Is there a solution to this? A useful first step would be creating a framework within which these values can be made explicit, understood, acknowledged, and negotiated (i.e. represented, questioned, challenged) – and VBP can offer a methodological contribution for this work. Such a framework would need to enable decisions that affect the appropriate circle of stakeholders, neither unnecessarily wide nor unnecessarily narrow. An important component of this framework could be stakeholders’ tribunals (see Chapter 4). Another useful step would be developing ways of handling dissensus in this context. The concepts that not all authority is necessarily harmful and that membership of a community involves accepting the attendant rights and responsibilities are germane to this. Honest public discussion facilitated through this framework needs to be an indispensable part of this process if we are to achieve progress and avoid harmful polemics.
Conclusion
Consistent with its immensely value-laden nature, psychiatry seems to be at risk of extreme positions.
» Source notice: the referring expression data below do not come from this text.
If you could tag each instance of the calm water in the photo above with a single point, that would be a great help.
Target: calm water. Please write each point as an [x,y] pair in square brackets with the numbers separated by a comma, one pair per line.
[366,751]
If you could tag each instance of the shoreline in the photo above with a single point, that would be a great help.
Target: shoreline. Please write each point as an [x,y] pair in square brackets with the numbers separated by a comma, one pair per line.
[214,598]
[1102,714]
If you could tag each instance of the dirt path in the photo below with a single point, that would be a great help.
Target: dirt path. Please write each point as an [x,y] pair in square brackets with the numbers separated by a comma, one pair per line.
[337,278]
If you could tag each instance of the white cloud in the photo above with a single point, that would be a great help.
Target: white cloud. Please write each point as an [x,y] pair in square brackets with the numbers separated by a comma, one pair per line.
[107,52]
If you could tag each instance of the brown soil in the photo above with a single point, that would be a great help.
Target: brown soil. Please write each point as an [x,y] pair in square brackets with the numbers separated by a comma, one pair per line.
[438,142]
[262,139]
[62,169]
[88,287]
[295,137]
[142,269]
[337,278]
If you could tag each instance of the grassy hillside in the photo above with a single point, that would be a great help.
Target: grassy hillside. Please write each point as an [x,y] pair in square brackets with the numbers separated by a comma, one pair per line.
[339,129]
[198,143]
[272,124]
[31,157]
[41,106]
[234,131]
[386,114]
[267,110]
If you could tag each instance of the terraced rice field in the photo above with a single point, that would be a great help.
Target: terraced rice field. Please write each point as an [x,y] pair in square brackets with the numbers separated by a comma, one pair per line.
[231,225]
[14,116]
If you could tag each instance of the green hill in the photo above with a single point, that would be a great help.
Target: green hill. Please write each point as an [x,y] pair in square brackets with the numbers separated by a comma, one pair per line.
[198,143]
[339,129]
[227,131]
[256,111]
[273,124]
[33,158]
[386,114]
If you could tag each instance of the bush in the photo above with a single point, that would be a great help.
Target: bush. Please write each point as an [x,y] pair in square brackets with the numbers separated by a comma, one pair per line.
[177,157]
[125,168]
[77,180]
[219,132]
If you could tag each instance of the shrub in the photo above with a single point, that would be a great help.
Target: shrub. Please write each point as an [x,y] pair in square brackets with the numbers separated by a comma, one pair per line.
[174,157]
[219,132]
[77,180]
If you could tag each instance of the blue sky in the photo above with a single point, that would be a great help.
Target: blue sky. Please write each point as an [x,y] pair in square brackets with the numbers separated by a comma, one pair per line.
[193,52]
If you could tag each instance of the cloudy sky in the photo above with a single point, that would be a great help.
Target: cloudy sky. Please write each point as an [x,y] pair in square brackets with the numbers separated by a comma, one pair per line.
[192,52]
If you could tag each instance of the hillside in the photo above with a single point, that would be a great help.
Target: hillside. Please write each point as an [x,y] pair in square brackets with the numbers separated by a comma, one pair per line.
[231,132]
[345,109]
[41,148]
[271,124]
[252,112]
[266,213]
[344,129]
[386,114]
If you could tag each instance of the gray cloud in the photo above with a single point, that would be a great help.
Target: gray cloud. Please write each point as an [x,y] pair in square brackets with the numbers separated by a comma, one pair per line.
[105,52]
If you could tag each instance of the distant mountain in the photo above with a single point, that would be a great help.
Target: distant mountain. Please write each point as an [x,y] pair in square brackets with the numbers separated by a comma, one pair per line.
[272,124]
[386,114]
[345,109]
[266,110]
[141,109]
Unfortunately, taking extreme positions always runs the risk of ignoring or going against the values of a significant number of the stakeholders. With the changing values of society having an impact on the prestige and quality of working life in the profession, psychiatry has experienced recruitment and retention challenges. Psychiatry needs to make sure that it improves the quality of not just the neuroscience but also the social sciences and humanities content of its training programmes, if it wants to remain relevant to treating mental illness, to keep its identity, and to continue to attract and retain high-quality clinicians and researchers. This will also equip psychiatrists to make better decisions on how to take part in the work of the MDT, when to delegate, and what resources to request for the best outcome for patients.
Although demands on psychiatry to manage risk to self or risk to the public are continually made, VBP-informed analyses can help all stakeholders recognize what psychiatry can or should manage, where its remit ends, and why. Such analyses are also indispensable in laying bare essential misunderstandings about psychiatry and, of course, in accepting and responding appropriately to legitimate and constructive criticisms.